Other effects may have something to do with the abstruseness of scientific explanation which prevents people seeing what’s actually happening: The general “data compression” effect of physical explanation, if naively extrapolated, could wrongly be construed as showing that eventually it is possible to get something for nothing. Another possible effect making it look as though scientific explanation trivializes problems away may be down to the likely fact that human (and animal) perceptions are wired up to take most notice of interruptions in the status-quo i.e. a change is newsworthy, no change can be ignored. Thus no change in the status quo registers as "nothing there". We know, of course, that in an absolute sense something is there, something rather than nothing and we can see that reality entails an irreducible a logical discontinuity, the Grand Logical Hiatus as I call it. But it seems that people only see a discontinuity if it is plastered across the time axis as an explicit change in the temporal status quo. Change and difference is something which cries out for explanation, whereas it is tempting to feel that the uniform, the common place, and the boring, do not. Therefore if all change can be explained in terms of some sort of status quo such as unalterable Quantum Mechanical laws, then one might be tempted to think that the holy grail of science, a “complete explanation”, has been reached. However, what is more difficult to see is that even a static status quo has a discontinuity in "logical space" - discontinuities in time are easier to perceive than discontinuities in logical space.
The reason I raise this matter is not just because atheists like Richard Dawkins claim to be intellectually satisfied by scientific explanation and thus are responding to the array of factors I mention above. Ironically it is also the anti-evolutionists who think similarly; they too, I suggest, subliminally feel that evolution is in danger of providing intellectual satisfaction without God and thus as I have said before they cannot come to terms with evolution. This is something I have actually pointed out several times in this blog, but if you look here on Uncommon Descent you will find a fine example of it where you will read:
While there is little doubt about the desire of theistic evolutionists to maintain their commitment to theism, it is pertinent to ask what follows logically from the scientific acceptance of some forms of theistic evolution, especially those that claim that it must be understood within methodological naturalism where all evidence of God’s handiwork is excluded from science by definition……What follows logically is a silent God and a loud Darwin.
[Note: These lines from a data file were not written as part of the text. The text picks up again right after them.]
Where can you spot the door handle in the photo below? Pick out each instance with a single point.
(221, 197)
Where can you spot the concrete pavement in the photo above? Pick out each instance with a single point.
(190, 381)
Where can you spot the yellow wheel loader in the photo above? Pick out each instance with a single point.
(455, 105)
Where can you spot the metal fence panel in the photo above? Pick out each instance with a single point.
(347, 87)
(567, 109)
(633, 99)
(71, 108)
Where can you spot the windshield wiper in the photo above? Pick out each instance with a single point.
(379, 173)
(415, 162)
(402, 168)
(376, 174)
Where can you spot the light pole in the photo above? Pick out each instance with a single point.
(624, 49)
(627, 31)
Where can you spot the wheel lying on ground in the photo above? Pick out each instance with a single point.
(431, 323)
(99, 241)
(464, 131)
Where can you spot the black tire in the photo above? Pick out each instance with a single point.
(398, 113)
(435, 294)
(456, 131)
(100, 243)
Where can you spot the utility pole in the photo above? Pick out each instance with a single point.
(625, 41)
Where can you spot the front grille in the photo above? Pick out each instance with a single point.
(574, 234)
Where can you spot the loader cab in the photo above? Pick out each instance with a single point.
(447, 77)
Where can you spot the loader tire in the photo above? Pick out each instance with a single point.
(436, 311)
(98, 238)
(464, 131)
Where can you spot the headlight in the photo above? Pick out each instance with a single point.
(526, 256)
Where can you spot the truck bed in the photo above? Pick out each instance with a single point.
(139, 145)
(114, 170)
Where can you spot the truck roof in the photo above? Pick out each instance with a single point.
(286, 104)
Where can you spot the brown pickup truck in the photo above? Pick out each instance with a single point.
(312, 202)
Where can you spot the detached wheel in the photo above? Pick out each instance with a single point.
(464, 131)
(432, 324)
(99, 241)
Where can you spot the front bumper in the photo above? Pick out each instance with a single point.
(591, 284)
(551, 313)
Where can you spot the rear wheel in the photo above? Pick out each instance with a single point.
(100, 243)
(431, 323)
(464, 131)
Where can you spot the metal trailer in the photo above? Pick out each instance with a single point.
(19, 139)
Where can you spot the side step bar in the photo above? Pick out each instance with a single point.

My guess is that what prompts this kind of response to “Darwinism” are the sort of effects I have identified above: Science has the psychological effect of masking the sheer unwarranted contingency of the cosmos; in particular evolution gives the impression that form and function are fully explained. And yet as I have said elsewhere, evolution, if it has occurred, is likely to require far from trivial mathematical preconditions. The trouble is that these preconditions are logically abstruse and not as “in yer face” as a God who poofs stuff into existence “as is, just like that”. These preconditions are likely to register as “no news” in the human psyche and therefore for the anti-evolutionists they are bad news.